Keira, yıllarca hor görülmenin, saygı duyulmamanın ve sevilmemesinin nedenini bilmeden babasının kalesinde bir sığıntı gibi büyümüştür. Nihayetinde, eline bir fırsat geçer. Babası, el Kayran'ı, yani Kastilya Komutanı'nı öldürmesi karşılığında, genç kıza istediği saygıyı verecektir.
El Kayran, savaştığı topraklarda korkuyla anılan, kaybedecek hiçbir şeyi olmayan bir adamdır. Gecenin bir yarısı çadırına onu öldürmek için giren bir suikastçinin başlığını çıkardığı anda hayatı sonsuza kadar değişecektir.
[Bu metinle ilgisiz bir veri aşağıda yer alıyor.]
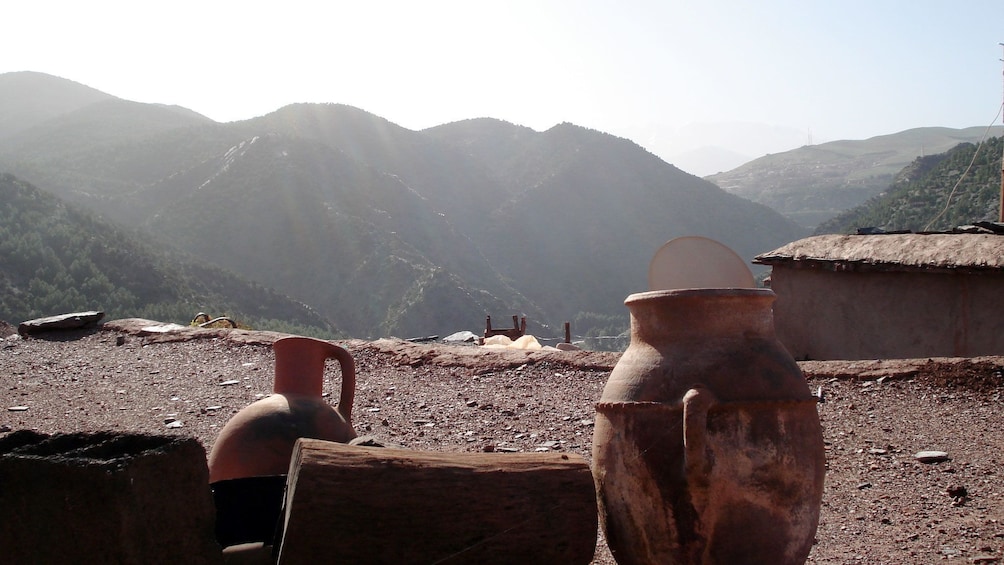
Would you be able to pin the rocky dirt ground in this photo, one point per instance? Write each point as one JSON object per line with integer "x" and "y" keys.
{"x": 881, "y": 504}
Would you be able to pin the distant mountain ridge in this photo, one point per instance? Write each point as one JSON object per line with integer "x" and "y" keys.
{"x": 934, "y": 193}
{"x": 55, "y": 258}
{"x": 815, "y": 183}
{"x": 388, "y": 231}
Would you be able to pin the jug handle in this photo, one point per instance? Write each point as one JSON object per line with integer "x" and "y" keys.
{"x": 347, "y": 394}
{"x": 697, "y": 401}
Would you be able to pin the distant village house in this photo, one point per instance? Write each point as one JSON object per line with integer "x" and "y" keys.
{"x": 890, "y": 296}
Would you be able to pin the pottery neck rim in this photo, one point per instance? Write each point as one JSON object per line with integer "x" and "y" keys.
{"x": 665, "y": 316}
{"x": 699, "y": 293}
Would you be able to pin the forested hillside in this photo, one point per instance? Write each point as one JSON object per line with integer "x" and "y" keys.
{"x": 384, "y": 230}
{"x": 55, "y": 258}
{"x": 935, "y": 193}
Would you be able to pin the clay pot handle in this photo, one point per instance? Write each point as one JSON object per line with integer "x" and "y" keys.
{"x": 347, "y": 364}
{"x": 697, "y": 401}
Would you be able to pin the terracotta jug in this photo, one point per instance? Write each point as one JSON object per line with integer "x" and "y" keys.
{"x": 707, "y": 447}
{"x": 258, "y": 441}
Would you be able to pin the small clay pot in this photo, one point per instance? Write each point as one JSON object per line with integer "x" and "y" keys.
{"x": 258, "y": 441}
Gözlerinin Esareti benim internette okuduğum, okurken de çok keyif aldığım bir hikayeydi. Böyle güzel bir kapak ile çıkması yazarımıza yakışmış, kaldı ki kendisi bir Türk. Ki bu alanda basılı eseri olan nadir kişilerden biri kendisi.
İki karakterimiz de baskılanmaya gelemeyen kişiler. İstediklerini kabul ettirmek için yapmadıkları şey kalmıyor. Okurken Kayran'a çok kızacağınız şeyler de var ama nihayetinde mutlu son kapıyı çalmadan olmaz.
El Kayran-Keria aşkının yanı sıra arka perde de geçen savaş ve Kastilya Kralı Rodolfo'nun yani Kayran'ın yakın arkadaşının da hikayesini okuyoruz. Almira, kesinlikle Keira kadar hırçın olabiliyor kendini savunmak konusunda lakin ondan biraz daha nasıl desem, naif. Sinirlendirilmedikçe peri gibi bir kızcağız oysa ki Rodolfo ne yapıyor? Az çok tahmin ediyorsunuzdur.
"Sen bana emredemezsin, zorba! Söylersin ve bende işime gelirse yaparım" - Keira Destina
Bunun kaç erkek karaktere söylenmesini istedim ama söylenmedi, tahmin bile edemezsiniz.